The world will be watching. Governments in many developed countries are turning to minimum wage policies as they try to deal with inequality and anaemic wage growth.
The stagnation in wages in recent years has been blamed on the rise of global competition, the decline in collective bargaining, a slowdown in productivity growth and the way in which technology has “hollowed out” some middle-skilled jobs.
In response, Germany introduced its first ever minimum wage last year; Japan’s prime minister Shinzo Abe has called for minimum wage increases of 3 per cent a year for the foreseeable future; and some US cities such as Seattle are raising their wage floors to $15 an hour.
Developing countries such as Malaysia are also using minimum wages to try to redistribute growth more fairly and encourage employers to move up the value chain.
As Richard Dickens, an economics professor at Sussex university, concludes: “Minimum wages have never been so popular. The next question is: how far can you push it?”

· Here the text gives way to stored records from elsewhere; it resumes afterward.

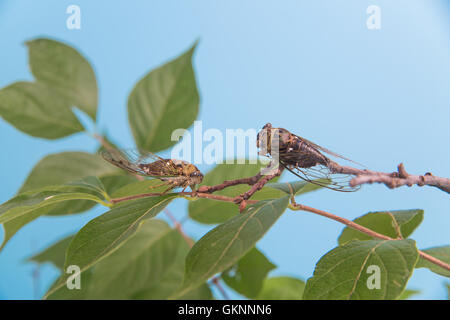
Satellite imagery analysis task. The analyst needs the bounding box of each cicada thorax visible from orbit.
[259,124,330,168]
[279,134,330,168]
[138,159,183,176]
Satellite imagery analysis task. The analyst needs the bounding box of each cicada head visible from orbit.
[189,170,204,185]
[257,123,273,156]
[182,163,204,185]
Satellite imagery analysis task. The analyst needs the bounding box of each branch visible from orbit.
[329,161,450,194]
[197,173,263,193]
[163,208,229,299]
[233,166,284,211]
[289,199,450,273]
[110,192,259,205]
[197,161,278,194]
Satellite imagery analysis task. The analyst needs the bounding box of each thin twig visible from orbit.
[111,192,259,205]
[163,208,229,299]
[164,208,194,247]
[329,161,450,194]
[92,133,115,151]
[197,173,263,193]
[233,166,284,211]
[211,277,230,300]
[289,200,450,273]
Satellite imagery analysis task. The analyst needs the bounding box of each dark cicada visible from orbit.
[257,123,362,192]
[100,149,203,193]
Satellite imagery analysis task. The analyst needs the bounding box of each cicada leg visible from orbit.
[160,184,176,194]
[148,181,170,190]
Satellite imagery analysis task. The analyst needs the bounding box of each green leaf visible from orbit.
[256,276,305,300]
[44,269,94,300]
[0,181,108,225]
[222,247,276,298]
[46,220,212,300]
[173,196,289,298]
[28,234,75,270]
[87,220,210,299]
[338,209,424,245]
[0,81,83,139]
[110,179,171,199]
[128,42,199,152]
[98,175,138,196]
[398,289,420,300]
[26,38,98,120]
[446,283,450,299]
[189,161,283,224]
[44,195,175,298]
[416,246,450,278]
[20,151,119,192]
[0,180,108,250]
[303,240,419,300]
[266,180,328,196]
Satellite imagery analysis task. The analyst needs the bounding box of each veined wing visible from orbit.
[293,134,365,168]
[100,148,180,177]
[280,159,360,192]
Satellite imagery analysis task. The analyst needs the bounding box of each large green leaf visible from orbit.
[128,42,199,152]
[0,179,108,225]
[110,179,171,199]
[26,38,98,120]
[173,196,289,298]
[398,289,420,300]
[0,81,83,139]
[188,161,284,224]
[20,152,119,192]
[87,220,211,299]
[19,151,121,216]
[44,195,175,298]
[416,246,450,278]
[28,234,75,270]
[0,178,108,250]
[303,240,419,300]
[1,175,134,253]
[256,276,305,300]
[338,209,424,245]
[45,220,212,300]
[222,247,276,298]
[266,180,328,196]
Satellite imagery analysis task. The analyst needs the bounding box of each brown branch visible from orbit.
[164,208,194,247]
[329,161,450,194]
[289,200,450,273]
[92,133,115,151]
[233,166,284,211]
[197,173,263,193]
[197,161,279,194]
[110,191,259,205]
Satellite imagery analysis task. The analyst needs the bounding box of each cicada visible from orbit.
[100,149,204,193]
[257,123,362,192]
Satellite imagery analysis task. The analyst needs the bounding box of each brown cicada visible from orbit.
[257,123,362,192]
[100,149,203,193]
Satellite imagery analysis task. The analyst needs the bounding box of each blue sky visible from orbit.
[0,0,449,299]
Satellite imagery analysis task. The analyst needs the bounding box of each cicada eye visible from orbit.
[190,171,199,177]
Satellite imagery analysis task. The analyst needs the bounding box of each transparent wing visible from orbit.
[293,134,365,168]
[280,160,360,192]
[100,148,179,177]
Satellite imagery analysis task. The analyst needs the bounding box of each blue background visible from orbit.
[0,0,449,299]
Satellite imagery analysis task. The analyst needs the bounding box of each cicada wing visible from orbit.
[292,134,365,168]
[100,148,180,178]
[100,148,149,176]
[279,160,360,192]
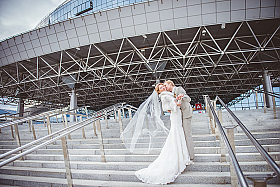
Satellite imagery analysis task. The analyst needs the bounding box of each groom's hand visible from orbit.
[176,94,184,100]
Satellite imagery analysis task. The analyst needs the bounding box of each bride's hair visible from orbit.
[155,83,164,94]
[164,80,174,86]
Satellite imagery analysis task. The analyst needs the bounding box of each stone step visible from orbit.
[0,173,234,187]
[8,160,280,173]
[0,166,278,185]
[0,137,278,151]
[1,130,279,146]
[1,144,279,155]
[10,152,278,162]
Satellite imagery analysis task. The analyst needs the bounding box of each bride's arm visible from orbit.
[161,95,179,112]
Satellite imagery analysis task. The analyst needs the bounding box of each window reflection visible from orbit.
[36,0,154,28]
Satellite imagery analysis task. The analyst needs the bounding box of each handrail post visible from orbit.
[46,115,52,135]
[10,125,15,139]
[63,114,71,140]
[61,136,73,187]
[217,110,222,140]
[203,95,209,114]
[206,96,249,187]
[263,93,267,113]
[13,123,23,160]
[62,114,66,128]
[85,106,89,119]
[28,118,32,132]
[80,116,86,139]
[273,96,276,119]
[218,110,226,162]
[30,120,37,140]
[224,125,238,187]
[209,100,215,134]
[96,119,106,162]
[129,108,132,120]
[118,109,123,134]
[43,116,46,127]
[122,108,125,118]
[217,96,280,179]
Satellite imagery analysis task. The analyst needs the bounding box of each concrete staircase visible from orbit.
[0,108,279,186]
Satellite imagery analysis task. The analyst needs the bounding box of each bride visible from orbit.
[121,83,191,184]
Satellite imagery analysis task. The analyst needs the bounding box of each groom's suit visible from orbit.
[172,86,194,160]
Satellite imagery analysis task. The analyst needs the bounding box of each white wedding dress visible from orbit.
[135,91,191,184]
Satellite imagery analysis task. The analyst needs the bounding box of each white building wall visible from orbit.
[0,0,279,67]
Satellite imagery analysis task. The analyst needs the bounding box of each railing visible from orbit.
[256,89,280,99]
[216,96,280,180]
[0,105,90,150]
[205,96,249,187]
[0,102,133,187]
[205,95,280,187]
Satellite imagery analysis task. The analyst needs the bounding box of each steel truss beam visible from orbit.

This is the question that Britain’s new national living wage — which starts at £7.20 an hour and will reach about £9 an hour by 2020 — will put to the test.
Nick Boles, the skills minister, has claimed it will be “one of the biggest increases in the legal minimum wage that any government has done in the western world in living memory”.
But the Conservatives did not always feel this way about the minimum wage. Indeed, the party opposed the UK’s introduction of the policy in 1998, arguing it would destroy jobs. “We bring to it the zeal of converts,” Mr Boles admitted.
Many economists have also changed their views. Economics textbooks used to state that if you raise pay above the value it creates for employers, you reduce demand for labour. In other words, minimum wages cost jobs.
But economists’ opinions are now more nuanced, in large part because of the experience of countries such as the UK, which have so far sustained steady increases in the minimum wage without doing any notable damage to employment.
The early signs from Germany are also positive. In spite of nervousness from businesses about the introduction of a minimum wage of €8.50 an hour last year, the unemployment rate has continued to fall and is now at a record low.
“My view of the history of minimum wages is that we’ve always been surprised about how you seem to be able to push them up without harming job prospects,” says Alan Manning, a professor at the London School of Economics.
“Of course, there would come a point, if you pushed it up too far, that there would be serious adverse effects. We just don’t quite know where that is.”
The UK’s minimum wage is already relatively generous by international standards, according to the Financial Times’ “Big Mac” minimum wage index.
At £6.70 an hour, a minimum wage worker in the UK would have to work 26 minutes to buy a Big Mac. That is better than the US (41 minutes) and Japan (32 minutes), similar to Ireland and Germany, and worse than Australia and Denmark (18 and 16 minutes respectively).
If Britain brought in its £9 an hour target today, a minimum-wage worker could buy a Big Mac after 18 minutes.
There are other ways to measure the level of a minimum wage, such as where it stands relative to average pay. The government plans to increase the national living wage to 60 per cent of median earnings by 2020, which would take the UK from the middle of the OECD pack to the upper end.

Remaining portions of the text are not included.